When the 3 yr old came crawling into their bed, mom turned over to greet her. That’s when she jumped out of bed in a panic. From there on it was a blur to her. This mom did NOT drink, does NOT smoke she was just plain tired! The day before her baby boy’s funeral, her 2 yr old is admitted into the hospital. That cold she was diagnosed with is H1N1 and she is critical. She cannot make her baby brothers funeral.

This mother thought she was doing everything right. Breastfeeding her newborn and not letting him sleep with his sick sister.

I try to talk to her once a year. Around Halloween. In fact it was Oct 31 a few years back. Her pain will never go away. Her two year old did recover but not without new health problems.

This story is just one of a few I could tell you about. All of the mothers come from different backgrounds social, economical, race but ALL with the same results. The Death of a baby. An accidental death of a baby! And this is one death that is 100% preventable!

So no those pictures are not graphic, you have no idea what the real graphic looks like! And, the campaign makes a mother think twice about co sleeping with her baby. Then the campaign did its job! And I will not have to respond to a non responsive baby call due to co sleeping!

And no I did not have anything to do with this campaign.

Lorus on

The #1 killer of children (BY FAR) is car crashes from improperly installed and used car seats. The money on this campaign would be better spent educating people about car seat safety.

Sarah K. on

Mary, that story is very sad and I feel for that mother. But, she was not one of the mothers that made a conscious decision to co-sleep with their baby – what happened to her was because of an unforeseen situation and a last minute decision. She had not planned on co-sleeping or arranged her bed in such a way that was practical for co-sleeping. Mothers who intentionally co-sleep do so after thought and planning. They usually don’t have tons of sheets and pillows or a high-up bed. It seems like the campaign is targeting parents who did not even intend to co-sleep, but makes a blanket statement about all co-sleeping parents.

Jessie on

Lorus, I agree entirely.

Mary, you neglect the fact that most SIDS deaths happen in cribs. You also neglect the fact that the mother was cosleeping improperly, which was the real problem. You are no better than these scare-tactic campaigns. Mothers are going to cosleep. The majority do at one point or another. It would be better if these ads educated on SAFE cosleeping.

Jillian on

Co sleeping doesn’t prevent your chilfrom getting SIDS.

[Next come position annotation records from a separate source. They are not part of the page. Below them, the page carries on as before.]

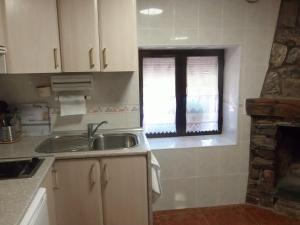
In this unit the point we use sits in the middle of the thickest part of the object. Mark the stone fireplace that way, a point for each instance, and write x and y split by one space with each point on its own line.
274 172
274 169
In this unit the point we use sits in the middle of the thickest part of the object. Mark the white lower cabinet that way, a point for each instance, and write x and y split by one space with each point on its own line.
124 190
77 192
106 191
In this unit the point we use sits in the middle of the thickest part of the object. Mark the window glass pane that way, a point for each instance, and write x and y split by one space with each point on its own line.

Amandamay, You said,”The rate is much less than SIDS in a crib.” Where did you get your facts? In fact, 50% of them occur while co-sleeping.

A 2010 study looked at 554 autopsies of infants in North Carolina that listed SIDS as the cause of death and suggested that many of these deaths may have been due to accidental suffocation. The study found that 69% of autopsies listed other possible risk factors that could lead to death such us unsafe bedding or sleeping with adults.